We next explored the efficacy of IGF1R inhibition using hormone therapy-resistant cell lines to identify a treatment for hormone therapy-resistant cases. In our previous study, we reported the establishment of several endocrine-resistant cell lines, including type 1 and type 2 EDR cells and MFR cells. Type 1 EDR cells were sensitive to the IGF1R inhibitor, but the others were not. These results suggest that loss of ER due to long-term estrogen deprivation or long-term fulvestrant exposure leads to reduced IGF1R expression and, therefore, prevents IGF1R signaling (Fig. 6c, d).

Expression of ER in type 2 EDR cells decreased. We previously reported that type 2 EDR cells relied on ER-independent and JNK-dependent mechanisms and hypothesized that IGF1R occurs via JNK activation [19]; nevertheless, type 2 EDR cells expressed lower levels of IGF1R and were less sensitive to the IGF1R inhibitor. This was indicated as the reason for differences seen in IGF1R inhibition. We previously used AG1024 as an IGF1R inhibitor, which had different specificities compared with ADW-742. AG1024 has a relatively wide spectrum and also inhibits insulin receptor (IR) to some extent. Moreover, mitogenic effects of IGF occur via the IGF1R and the IR.
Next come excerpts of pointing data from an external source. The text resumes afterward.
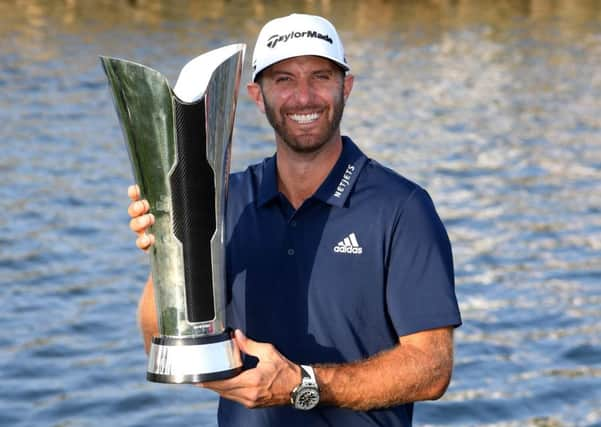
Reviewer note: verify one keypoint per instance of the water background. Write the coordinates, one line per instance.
(493, 106)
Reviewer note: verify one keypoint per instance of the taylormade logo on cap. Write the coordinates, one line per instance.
(273, 40)
(297, 35)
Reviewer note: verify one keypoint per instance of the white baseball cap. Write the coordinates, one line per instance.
(297, 35)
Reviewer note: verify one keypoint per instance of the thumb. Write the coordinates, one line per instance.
(246, 345)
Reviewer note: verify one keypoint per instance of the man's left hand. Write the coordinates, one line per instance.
(268, 384)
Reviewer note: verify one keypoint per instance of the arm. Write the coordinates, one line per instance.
(147, 314)
(418, 368)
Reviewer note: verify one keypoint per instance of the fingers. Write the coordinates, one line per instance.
(141, 219)
(139, 224)
(138, 207)
(145, 241)
(248, 346)
(133, 191)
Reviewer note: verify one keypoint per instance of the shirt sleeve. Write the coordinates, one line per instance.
(420, 287)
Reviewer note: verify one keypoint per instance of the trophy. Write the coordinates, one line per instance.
(178, 141)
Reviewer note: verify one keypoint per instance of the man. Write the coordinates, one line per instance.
(335, 263)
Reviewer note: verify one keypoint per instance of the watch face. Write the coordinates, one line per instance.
(307, 398)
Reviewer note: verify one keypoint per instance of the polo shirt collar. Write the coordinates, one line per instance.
(337, 186)
(339, 183)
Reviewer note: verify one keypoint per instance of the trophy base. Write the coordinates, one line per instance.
(189, 360)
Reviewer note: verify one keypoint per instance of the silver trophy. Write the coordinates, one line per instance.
(178, 142)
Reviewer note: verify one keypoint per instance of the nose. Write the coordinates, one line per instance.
(304, 92)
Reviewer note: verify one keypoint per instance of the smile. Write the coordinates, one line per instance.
(304, 118)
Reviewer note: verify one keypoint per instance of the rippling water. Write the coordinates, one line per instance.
(493, 106)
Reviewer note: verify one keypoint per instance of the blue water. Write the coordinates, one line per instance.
(493, 106)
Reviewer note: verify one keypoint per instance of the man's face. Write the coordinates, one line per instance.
(303, 99)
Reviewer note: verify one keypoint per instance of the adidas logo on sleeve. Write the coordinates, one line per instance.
(349, 245)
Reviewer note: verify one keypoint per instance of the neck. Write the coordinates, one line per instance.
(301, 174)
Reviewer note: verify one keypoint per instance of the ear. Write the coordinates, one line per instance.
(255, 93)
(349, 79)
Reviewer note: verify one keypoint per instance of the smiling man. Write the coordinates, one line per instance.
(340, 272)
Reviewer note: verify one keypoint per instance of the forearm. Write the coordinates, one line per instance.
(408, 372)
(147, 315)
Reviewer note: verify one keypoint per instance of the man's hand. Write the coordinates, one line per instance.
(140, 218)
(268, 384)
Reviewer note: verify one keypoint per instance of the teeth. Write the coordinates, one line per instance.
(304, 118)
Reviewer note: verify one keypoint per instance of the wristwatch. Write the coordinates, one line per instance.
(305, 396)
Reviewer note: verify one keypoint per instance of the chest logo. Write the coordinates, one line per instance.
(349, 245)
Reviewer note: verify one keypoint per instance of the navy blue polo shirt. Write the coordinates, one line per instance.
(363, 261)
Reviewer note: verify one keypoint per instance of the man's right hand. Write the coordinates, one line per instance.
(141, 219)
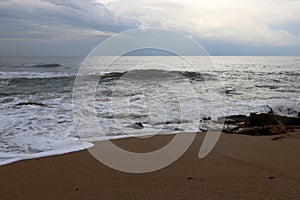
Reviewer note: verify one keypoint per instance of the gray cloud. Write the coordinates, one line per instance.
(48, 18)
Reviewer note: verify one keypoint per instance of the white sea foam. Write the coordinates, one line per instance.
(32, 130)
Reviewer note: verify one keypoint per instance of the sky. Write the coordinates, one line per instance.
(222, 27)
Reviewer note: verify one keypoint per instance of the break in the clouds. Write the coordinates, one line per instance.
(75, 26)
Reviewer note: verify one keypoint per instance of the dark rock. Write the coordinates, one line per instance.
(30, 103)
(230, 128)
(262, 119)
(278, 138)
(275, 129)
(234, 119)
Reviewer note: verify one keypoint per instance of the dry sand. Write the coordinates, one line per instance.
(239, 167)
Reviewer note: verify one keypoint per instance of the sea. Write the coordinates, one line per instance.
(134, 96)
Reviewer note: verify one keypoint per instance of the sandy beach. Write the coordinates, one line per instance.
(239, 167)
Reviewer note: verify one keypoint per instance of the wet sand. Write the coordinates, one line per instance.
(239, 167)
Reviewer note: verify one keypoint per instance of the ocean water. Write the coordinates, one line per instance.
(165, 94)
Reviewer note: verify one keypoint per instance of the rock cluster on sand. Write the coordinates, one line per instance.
(259, 124)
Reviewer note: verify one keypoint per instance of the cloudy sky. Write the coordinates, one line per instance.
(223, 27)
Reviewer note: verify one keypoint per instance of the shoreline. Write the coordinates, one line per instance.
(239, 167)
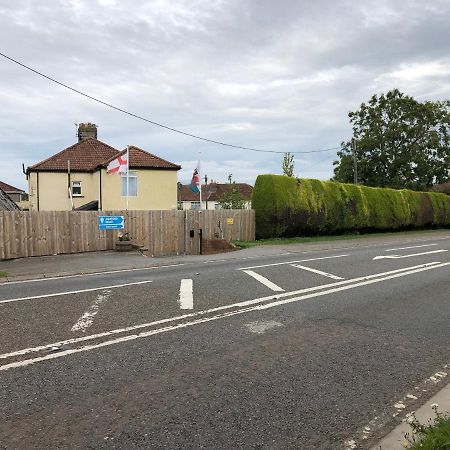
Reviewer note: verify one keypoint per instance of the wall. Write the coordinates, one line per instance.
(53, 190)
(156, 189)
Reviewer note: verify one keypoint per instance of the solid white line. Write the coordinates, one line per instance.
(132, 337)
(86, 320)
(56, 294)
(216, 309)
(186, 294)
(291, 262)
(263, 280)
(63, 277)
(319, 272)
(406, 248)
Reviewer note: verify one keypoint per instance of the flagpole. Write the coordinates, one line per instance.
(200, 179)
(128, 170)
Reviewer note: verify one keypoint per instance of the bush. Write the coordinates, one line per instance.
(287, 206)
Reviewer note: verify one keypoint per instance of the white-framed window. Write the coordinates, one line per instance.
(132, 185)
(76, 189)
Glycometabolism is a well-known function of the IR and is specific to isoform B (IR-B), which is the classical form of IR that binds only insulin (Fig. S1). In contrast, a splice variant of the IR isoform A (IR-A) binds insulin and IGF-II and plays an important role in cell proliferation [25,26,27,28]. Here, we used ADW-742, which had a high specificity to IGF1R. As the JNK pathway plays a significant role in the proliferation of breast cancer cells and increases reliance after estrogen deprivation resistance via ER-independent mechanisms [29], activation of this pathway may be attributed to intracellular phosphorylation pathways, such as those seen in IR-A. Further, the existence of an IR/IGF1R hybrid receptor has been reported [30]. Pharmacological characteristics of hybrid-RA highly depend on proliferation owing to the affinity of IGF. To date, some clinical trials using IGF1R inhibitors have had poorer outcomes than expected [31]. This may be attributed to the existence of IR-A and hybrid-RA.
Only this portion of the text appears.